In contrast to C, AMF were previously thought to play no roles in organic N acquisition for their host plant (Read, 1991). In ecosystems where decomposition and nitrification processes are favored, although both poorly mobile ammonium (NH₄ ⁺) and highly mobile nitrate (NO₃ ⁻, most available in non-waterlogging habitats, compared to NH₄ ⁺) are the principal plant-available N forms, the enhancement of plant N acquisition by AMF may be small (Read, 1991). However, studies have shown that AMF can acquire N from both inorganic and organic N sources and transfer some of this N to their host plant (Johnson et al., 2002; Leigh et al., 2008; Hodge and Fitter, 2010; Hodge and Storer, 2015; Jansa et al., 2019). Since N is a key limiting nutrient in terrestrial ecosystems, if AMF enhance inorganic, organic or unspecified N uptake, this could improve host plant fitness (Hodge and Storer, 2015). In ¹⁵N labelling studies, inorganic (Johansen et al., 1993; Tobar et al., 1994a; Tobar et al., 1994b; Hawkins et al., 2000) and organic (Hawkins et al., 2000) N uptake by host plants is positively correlated to AMF colonization rates. In a recent ¹⁵N natural abundance study, 30% of total N in maize was AMF-mediated when maize grew within 5 m of N₂-fixing Faidherbia albida (Dierks et al., 2021). Generally, inorganic N absorbed by the fungal ERM could be incorporated into amino acids and then transported to the fungal IRM (Johansen et al., 1996).

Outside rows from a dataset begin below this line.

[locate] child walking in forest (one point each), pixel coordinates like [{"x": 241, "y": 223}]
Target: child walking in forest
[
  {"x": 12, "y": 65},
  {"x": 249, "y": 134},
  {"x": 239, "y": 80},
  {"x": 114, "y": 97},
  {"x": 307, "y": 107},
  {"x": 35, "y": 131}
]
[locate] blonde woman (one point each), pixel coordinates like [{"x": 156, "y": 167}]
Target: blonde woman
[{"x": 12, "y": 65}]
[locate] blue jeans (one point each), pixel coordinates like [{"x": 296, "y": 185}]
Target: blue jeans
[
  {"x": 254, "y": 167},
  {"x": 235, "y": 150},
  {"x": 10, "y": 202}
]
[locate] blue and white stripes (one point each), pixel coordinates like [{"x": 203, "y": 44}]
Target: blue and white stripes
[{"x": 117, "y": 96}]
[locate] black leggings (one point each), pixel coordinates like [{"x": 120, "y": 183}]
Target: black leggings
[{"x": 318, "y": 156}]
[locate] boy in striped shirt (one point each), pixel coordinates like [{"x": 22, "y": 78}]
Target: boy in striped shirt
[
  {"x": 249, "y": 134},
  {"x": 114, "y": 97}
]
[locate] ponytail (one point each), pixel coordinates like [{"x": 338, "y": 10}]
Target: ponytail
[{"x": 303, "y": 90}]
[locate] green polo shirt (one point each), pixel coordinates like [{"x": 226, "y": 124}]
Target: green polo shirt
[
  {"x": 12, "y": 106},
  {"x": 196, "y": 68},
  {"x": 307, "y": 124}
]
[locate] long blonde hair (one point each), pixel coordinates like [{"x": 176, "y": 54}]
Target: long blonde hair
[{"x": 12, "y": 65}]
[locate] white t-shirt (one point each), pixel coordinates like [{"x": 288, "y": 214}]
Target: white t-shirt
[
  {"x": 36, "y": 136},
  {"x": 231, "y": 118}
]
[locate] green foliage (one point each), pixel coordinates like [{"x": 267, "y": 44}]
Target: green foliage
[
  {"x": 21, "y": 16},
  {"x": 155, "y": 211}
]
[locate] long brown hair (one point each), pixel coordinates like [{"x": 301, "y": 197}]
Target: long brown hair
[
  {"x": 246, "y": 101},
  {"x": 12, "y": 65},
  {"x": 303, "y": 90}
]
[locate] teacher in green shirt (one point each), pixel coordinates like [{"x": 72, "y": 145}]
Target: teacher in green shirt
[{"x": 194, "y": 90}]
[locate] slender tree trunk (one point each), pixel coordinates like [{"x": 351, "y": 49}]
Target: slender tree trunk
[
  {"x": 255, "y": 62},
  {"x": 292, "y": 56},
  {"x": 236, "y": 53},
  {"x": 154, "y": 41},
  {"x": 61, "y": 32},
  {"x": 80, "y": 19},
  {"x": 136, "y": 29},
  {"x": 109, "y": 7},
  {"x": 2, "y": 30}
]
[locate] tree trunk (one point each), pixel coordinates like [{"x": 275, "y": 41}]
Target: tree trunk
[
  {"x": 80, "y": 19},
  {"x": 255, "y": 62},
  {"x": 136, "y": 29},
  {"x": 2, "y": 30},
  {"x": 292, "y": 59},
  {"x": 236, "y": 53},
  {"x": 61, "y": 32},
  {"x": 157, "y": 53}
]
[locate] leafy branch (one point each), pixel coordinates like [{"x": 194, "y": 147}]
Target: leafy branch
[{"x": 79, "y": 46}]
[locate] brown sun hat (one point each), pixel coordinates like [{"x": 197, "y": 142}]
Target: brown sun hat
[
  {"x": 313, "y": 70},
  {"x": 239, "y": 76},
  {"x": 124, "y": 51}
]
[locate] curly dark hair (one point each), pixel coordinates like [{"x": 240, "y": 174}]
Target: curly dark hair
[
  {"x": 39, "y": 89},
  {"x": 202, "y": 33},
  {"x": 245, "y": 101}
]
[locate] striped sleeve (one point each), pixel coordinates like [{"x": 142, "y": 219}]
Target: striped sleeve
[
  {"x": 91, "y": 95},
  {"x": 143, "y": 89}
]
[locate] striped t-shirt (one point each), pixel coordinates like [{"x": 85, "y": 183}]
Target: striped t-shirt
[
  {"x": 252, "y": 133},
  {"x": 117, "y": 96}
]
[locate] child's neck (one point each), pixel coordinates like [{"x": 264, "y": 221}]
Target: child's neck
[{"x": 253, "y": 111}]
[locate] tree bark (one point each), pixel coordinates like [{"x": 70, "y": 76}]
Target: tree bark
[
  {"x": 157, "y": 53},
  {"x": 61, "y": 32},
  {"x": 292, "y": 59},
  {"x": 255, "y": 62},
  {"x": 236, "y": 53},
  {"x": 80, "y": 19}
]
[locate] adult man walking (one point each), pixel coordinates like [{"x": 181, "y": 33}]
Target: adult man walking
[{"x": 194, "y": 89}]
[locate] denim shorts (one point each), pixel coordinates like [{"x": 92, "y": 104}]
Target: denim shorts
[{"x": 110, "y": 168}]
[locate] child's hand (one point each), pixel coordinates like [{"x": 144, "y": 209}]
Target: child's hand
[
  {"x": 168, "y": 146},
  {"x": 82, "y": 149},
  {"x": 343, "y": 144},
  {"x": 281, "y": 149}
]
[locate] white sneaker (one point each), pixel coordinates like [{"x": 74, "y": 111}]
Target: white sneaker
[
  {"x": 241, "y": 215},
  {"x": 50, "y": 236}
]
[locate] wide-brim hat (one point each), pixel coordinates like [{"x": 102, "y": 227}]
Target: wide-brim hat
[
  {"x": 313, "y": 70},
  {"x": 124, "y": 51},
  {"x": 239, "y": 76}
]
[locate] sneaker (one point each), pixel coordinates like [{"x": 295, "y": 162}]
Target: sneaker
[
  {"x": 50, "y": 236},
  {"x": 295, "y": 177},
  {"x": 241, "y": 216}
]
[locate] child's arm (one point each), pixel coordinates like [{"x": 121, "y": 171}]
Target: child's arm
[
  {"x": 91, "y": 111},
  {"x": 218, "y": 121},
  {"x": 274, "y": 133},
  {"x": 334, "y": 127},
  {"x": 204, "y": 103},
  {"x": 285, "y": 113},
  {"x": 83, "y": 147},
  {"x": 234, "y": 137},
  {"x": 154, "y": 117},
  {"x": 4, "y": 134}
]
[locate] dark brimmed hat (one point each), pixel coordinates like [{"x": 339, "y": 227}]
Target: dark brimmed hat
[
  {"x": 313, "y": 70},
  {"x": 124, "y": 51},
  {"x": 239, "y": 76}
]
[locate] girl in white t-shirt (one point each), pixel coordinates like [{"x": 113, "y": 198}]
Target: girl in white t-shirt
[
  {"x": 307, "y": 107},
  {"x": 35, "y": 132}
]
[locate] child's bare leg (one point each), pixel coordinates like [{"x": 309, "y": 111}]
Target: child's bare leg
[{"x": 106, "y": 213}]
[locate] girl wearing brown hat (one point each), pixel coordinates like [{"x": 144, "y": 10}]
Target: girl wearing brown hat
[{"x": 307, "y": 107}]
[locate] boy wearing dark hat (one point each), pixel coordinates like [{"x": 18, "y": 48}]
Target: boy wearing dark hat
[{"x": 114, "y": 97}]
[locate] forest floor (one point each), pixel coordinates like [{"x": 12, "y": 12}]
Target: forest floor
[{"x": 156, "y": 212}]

In most natural and productivity ecosystems most nutrient inputs to soils are as organic materials. These materials vary widely in their physical and chemical complexity, nutrient quality and quantity, and source (Read and Perez-Moreno, 2003). Single ¹⁵N-labelled organic materials have been used to trace the flow of N in the soil-plant system, showing that plants, or their mycorrhizal symbionts, acquired N in intact glycine (Näsholm et al., 1998). Subsequently, Leigh et al. (2008) demonstrated that R. intraradices could increase the N concentration of its host plant, apparently by taking up N from a decomposing patch of organic matter. AMF can obtain substantial amounts of N from decomposing organic materials, thereby enhancing plant fitness (Hodge and Fitter, 2010). However, in the absence of other microbes, there is so far no experimental evidence for any quantitative acquisition of N by AMF hyphae from organic sources (Jansa et al., 2019). On the other hand, there is partly equivocal evidence from experiments using quantum dot technology indicating that organic N could be taken up via AMF hyphae and that uptake of N in the form of certain simple amino acids was enhanced in mycorrhizal compared with non-mycorrhizal plant roots (Whiteside et al., 2012). A surprising finding, revealed through feeding ¹³C-acetate or ¹⁵N-Arginine to the ERM, showed that N is transported from fungus to plant as NH₄ ⁺, not amino acid (Fellbaum et al., 2012). A possible mechanism to explain these observations is that arginine delivered to the fungal IRM was broken down and the NH₄ ⁺ was then released to the symbiotic interface and transferred from fungus to plant ((Parniske, 2008). The external hyphae of AM fungi can directly take up ¹⁵NH₄ ⁺ or ¹⁵NO₃ ^–, reduce nitrate to NH₄ ⁺, and then assimilate NH₄ ⁺ into the pool of free amino acids. Understanding the link between CAMN transfer of nutrient and accumulation of C and N in ecosystems is crucial to clarify potential C-for-N trades between symbionts (Hodge and Storer, 2015; Thirkell et al., 2016). Indeed, interplant nutrient exchanges could play a vital ecological role in promoting plant coexistence in ecosystems under future climatic and anthropogenic pressures with profound relevance to restoration of plant communities ( Figure 2 ).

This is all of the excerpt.